7 DRUG INTERACTIONS

7.1 Concomitant Use with Insulin and Insulin Secretagogues

STEGLUJAN may increase the risk of hypoglycemia when used in combination with insulin and/or an insulin secretagogue [see Adverse Reactions (6.1)]. Therefore, a lower dose of insulin or insulin secretagogue may be required to minimize the risk of hypoglycemia when used in combination with STEGLUJAN [see Warnings and Precautions (5.8)].

7.2 Positive Urine Glucose Test

Monitoring glycemic control with urine glucose tests is not recommended in patients taking medicines containing an SGLT2 inhibitor as SGLT2 inhibitors increase urinary glucose excretion and will lead to positive urine glucose tests. Use alternative methods to monitor glycemic control.

7.3 Interference with 1,5-anhydroglucitol (1,5-AG) Assay

Monitoring glycemic control with 1,5-AG assay is not recommended as measurements of 1,5-AG are unreliable in assessing glycemic control in patients taking medicines containing an SGLT2 inhibitor. Use alternative methods to monitor glycemic control.

7.4 Digoxin

There was a slight increase in the area under the curve (AUC, 11%) and mean peak drug concentration (Cmax, 18%) of digoxin with the coadministration of 100 mg sitagliptin for 10 days. Patients receiving digoxin should be monitored appropriately.

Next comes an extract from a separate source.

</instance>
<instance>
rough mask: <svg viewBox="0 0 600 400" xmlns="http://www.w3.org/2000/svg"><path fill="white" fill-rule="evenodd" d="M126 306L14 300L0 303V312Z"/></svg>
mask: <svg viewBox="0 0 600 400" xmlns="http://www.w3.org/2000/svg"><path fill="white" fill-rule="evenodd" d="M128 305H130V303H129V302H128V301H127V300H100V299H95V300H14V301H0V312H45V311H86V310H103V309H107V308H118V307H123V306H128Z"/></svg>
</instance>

No dosage adjustment of digoxin or STEGLUJAN is recommended. 

8 USE IN SPECIFIC POPULATIONS

8.1 Pregnancy

Pregnancy Exposure Registry 

There is a pregnancy exposure registry that monitors pregnancy outcomes in women exposed to sitagliptin during pregnancy. Health care providers are encouraged to report any prenatal exposure to STEGLUJAN by calling the Pregnancy Registry at 1-800-986-8999.

Risk Summary 

Based on animal data showing adverse renal effects, from ertugliflozin, STEGLUJAN is not recommended during the second and third trimesters of pregnancy.

The limited available data with ertugliflozin and sitagliptin use during pregnancy are not sufficient to determine a drug associated risk of adverse developmental outcomes. There are risks to the mother and fetus associated with poorly controlled diabetes in pregnancy (see Clinical Considerations).

In animal studies, adverse renal changes were observed in rats when ertugliflozin was administered during a period of renal development corresponding to the late second and third trimesters of human pregnancy. Doses approximately 13 times the maximum clinical dose caused renal pelvic and tubule dilatations and renal mineralization that were not fully reversible. There was no evidence of fetal harm in rats or rabbits at exposures of ertugliflozin approximately 300 times higher than the maximal clinical dose of 15 mg/day when administered during organogenesis (see Data).

In rats and rabbits, sitagliptin doses of 250 and 125 mg/kg, respectively (approximately 30 and 20 times the human exposure at the maximum recommended human dose) did not adversely affect development outcomes of either species.